Bleeding Llama (CVE-2026-7482): Critical Ollama Vulnerability Leaks Your Entire Server Memory
What Is Bleeding Llama?
If you run Ollama — the most popular open-source platform for running large language models locally — your server may be silently leaking everything in its memory to anyone who knows how to ask.
A critical vulnerability tracked as CVE-2026-7482 and nicknamed "Bleeding Llama" by cybersecurity firm Cyera allows unauthenticated attackers to extract the entire process memory of an Ollama server. API keys, system prompts, user conversations, environment variables, database credentials — all of it. The attack requires just three HTTP API calls and produces zero errors, zero crashes, and zero log entries.
With a CVSS severity score of 9.1, Bleeding Llama ranks among the most dangerous vulnerabilities discovered in AI infrastructure in 2026. Roughly 300,000 Ollama servers are exposed on the public internet right now, and many operators still don't know they're vulnerable.
Who Found It
The vulnerability was discovered by Dor Attias, a security researcher at Cyera. Cyera is a data security company focused on AI and cloud infrastructure. Attias reported the vulnerability to Ollama on February 2, 2026, and spent nearly three months navigating a difficult disclosure process before the CVE was finally assigned.
How Ollama Normally Works
To understand the vulnerability, you need to know how Ollama handles model files.

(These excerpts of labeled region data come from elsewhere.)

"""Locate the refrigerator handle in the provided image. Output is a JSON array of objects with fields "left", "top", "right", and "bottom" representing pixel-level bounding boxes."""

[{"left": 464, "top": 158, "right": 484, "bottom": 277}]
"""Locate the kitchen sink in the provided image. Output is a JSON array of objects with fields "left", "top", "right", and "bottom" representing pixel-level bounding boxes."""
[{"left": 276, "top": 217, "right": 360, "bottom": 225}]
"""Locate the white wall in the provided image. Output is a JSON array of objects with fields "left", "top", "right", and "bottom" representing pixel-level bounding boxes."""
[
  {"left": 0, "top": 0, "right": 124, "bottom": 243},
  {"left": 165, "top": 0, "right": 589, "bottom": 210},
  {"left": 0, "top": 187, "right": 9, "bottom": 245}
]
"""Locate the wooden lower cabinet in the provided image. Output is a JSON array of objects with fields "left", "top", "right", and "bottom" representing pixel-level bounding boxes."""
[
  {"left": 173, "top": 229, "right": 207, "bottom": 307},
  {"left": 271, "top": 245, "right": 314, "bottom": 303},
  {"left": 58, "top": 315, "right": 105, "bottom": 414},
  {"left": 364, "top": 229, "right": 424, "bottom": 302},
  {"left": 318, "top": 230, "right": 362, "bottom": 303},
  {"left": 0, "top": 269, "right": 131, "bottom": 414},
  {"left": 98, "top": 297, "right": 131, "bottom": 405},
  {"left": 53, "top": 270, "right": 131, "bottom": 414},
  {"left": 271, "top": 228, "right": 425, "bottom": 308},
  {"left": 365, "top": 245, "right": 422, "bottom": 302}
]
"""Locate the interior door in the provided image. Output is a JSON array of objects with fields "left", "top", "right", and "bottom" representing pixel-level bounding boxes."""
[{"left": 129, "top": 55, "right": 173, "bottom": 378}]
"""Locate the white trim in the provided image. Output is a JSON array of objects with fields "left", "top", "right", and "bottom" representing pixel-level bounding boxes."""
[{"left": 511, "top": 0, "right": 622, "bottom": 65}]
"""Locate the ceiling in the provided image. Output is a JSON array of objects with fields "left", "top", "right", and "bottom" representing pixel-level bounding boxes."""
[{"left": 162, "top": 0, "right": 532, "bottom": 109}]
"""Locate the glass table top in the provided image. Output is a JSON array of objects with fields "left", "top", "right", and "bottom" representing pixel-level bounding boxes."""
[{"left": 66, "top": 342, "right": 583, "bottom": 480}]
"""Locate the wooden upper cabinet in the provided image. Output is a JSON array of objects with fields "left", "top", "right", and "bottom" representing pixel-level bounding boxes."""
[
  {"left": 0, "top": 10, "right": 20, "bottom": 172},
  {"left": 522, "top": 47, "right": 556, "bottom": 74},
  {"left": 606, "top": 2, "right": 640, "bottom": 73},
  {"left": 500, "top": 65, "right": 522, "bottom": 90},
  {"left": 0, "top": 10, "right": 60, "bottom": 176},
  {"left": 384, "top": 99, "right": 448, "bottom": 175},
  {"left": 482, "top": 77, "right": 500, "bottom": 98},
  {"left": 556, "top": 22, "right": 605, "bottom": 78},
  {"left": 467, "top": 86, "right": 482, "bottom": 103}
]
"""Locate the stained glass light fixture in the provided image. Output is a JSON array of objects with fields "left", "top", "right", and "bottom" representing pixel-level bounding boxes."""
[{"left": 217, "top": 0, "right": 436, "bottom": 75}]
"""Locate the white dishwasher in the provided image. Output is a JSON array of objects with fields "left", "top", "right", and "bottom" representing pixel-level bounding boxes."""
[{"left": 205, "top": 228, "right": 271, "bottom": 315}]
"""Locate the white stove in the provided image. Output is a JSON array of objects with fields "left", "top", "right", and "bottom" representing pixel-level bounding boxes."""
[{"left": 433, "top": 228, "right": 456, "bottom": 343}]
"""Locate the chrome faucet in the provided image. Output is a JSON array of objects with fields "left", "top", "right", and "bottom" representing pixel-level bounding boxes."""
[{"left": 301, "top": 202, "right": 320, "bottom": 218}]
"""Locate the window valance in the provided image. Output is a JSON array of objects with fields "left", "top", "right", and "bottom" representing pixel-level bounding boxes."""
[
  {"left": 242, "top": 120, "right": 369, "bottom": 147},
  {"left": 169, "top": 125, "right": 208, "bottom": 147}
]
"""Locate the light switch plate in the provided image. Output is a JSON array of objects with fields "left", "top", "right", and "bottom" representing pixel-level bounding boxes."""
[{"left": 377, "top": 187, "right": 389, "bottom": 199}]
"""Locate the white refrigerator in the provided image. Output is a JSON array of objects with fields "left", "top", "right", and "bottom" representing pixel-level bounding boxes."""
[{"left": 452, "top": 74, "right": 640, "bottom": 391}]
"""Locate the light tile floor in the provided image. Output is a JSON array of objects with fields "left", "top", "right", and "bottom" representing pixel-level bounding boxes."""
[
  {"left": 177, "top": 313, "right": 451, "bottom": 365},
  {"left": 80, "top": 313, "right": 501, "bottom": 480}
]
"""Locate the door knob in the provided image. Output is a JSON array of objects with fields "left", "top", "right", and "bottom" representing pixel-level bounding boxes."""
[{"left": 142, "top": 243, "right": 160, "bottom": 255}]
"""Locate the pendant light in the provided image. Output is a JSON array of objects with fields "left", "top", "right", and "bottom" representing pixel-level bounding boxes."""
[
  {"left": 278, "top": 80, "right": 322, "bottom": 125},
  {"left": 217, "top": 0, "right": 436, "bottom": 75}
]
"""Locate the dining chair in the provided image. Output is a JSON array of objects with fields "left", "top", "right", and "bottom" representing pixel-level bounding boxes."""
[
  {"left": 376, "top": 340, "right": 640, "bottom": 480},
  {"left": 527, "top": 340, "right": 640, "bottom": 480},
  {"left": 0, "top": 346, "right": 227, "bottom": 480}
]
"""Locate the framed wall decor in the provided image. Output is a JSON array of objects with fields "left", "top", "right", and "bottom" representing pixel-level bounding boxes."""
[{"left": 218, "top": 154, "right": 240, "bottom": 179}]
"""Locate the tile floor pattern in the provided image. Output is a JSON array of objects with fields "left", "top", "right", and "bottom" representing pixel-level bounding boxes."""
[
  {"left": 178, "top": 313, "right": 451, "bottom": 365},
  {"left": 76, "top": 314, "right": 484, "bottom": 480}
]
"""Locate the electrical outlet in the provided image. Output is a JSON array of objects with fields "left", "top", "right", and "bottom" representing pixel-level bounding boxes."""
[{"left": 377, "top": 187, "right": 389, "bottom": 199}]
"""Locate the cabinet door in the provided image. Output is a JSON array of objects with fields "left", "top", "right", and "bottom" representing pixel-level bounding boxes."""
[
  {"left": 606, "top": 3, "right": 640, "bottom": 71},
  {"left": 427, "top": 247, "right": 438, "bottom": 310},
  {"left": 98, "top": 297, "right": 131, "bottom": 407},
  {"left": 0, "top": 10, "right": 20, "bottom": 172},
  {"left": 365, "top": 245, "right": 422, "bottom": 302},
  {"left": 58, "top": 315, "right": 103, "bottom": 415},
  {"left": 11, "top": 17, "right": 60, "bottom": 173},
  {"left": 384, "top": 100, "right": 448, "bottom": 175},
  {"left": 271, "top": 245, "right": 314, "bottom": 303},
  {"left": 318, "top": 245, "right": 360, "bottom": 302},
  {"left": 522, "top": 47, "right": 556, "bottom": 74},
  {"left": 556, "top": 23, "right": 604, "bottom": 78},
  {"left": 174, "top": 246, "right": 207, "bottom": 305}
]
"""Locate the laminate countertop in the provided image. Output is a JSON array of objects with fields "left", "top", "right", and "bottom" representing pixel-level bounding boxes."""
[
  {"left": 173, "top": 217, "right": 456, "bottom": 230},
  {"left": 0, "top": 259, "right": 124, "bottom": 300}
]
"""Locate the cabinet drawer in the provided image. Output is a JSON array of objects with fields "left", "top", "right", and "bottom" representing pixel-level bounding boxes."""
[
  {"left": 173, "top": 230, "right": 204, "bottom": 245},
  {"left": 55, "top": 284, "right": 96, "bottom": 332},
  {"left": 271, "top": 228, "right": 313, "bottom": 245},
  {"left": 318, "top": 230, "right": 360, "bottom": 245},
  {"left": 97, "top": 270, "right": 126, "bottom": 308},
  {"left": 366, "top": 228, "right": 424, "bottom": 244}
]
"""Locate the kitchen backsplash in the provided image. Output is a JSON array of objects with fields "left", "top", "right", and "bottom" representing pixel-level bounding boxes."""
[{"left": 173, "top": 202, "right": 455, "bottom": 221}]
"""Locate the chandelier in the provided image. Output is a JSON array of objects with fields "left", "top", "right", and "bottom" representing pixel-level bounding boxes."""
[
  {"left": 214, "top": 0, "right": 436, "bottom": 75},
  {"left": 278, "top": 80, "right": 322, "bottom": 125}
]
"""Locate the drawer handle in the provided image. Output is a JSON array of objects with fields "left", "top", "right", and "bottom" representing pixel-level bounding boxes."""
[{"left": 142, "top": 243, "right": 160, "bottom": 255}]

Ollama uses a file format called GGUF (GPT-Generated Unified Format) to store AI models. A GGUF file contains tensors — large arrays of numerical data that make up the model's weights — along with metadata that describes the size and shape of each tensor.
When you create a model in Ollama, there are two main paths. You can pull a model from the Ollama registry using /api/pull, or you can upload your own GGUF file and create a model from it using /api/create. The second path is where the vulnerability lives.
During model creation, if quantization is needed (converting tensor data between formats like F32 and F16), Ollama reads each tensor from the file based on the declared size in the GGUF metadata — not the actual file size. The critical function is WriteTo() in fs/ggml/gguf.go and server/quantization.go, which uses Go's unsafe package to bypass memory safety guarantees.
How the Attack Works
The attack is a three-step process that exploits the gap between what a GGUF file claims to contain and what it actually contains.
Step 1: Upload the Crafted GGUF File
The attacker creates a tiny GGUF file — perhaps just a few kilobytes. But inside the file's metadata, the tensor shape is declared as something enormous — say, 1 million elements. The attacker uploads this file to the target Ollama server via /api/blobs/sha256:<digest>. This is a simple HTTP PUT request. No authentication is required — Ollama's API endpoints ship with zero auth in the upstream distribution.
Step 2: Trigger the Memory Bleed
The attacker calls /api/create with the quantize parameter set, referencing the uploaded blob. Ollama parses the GGUF file, sees the declared tensor shape of 1 million elements, and begins reading that many elements from memory during quantization. The actual file data ends after a few kilobytes, but Ollama keeps reading — straight into heap memory.
The heap is where Ollama stores everything during runtime: environment variables containing API keys and cloud credentials, system prompts you've configured, user conversations happening concurrently, any secrets loaded from .env files or passed as environment variables. All of this data gets read into the output buffer and baked into the resulting "model" artifact.
Step 3: Exfiltrate Everything
The attacker sets the model name to a domain they control. Then they call /api/push — Ollama's built-in model push feature — which sends the newly created "model" (now containing leaked heap data embedded in its tensor weights) to the attacker's server. By reversing the quantization on their end, the attacker can read the raw heap data in plaintext.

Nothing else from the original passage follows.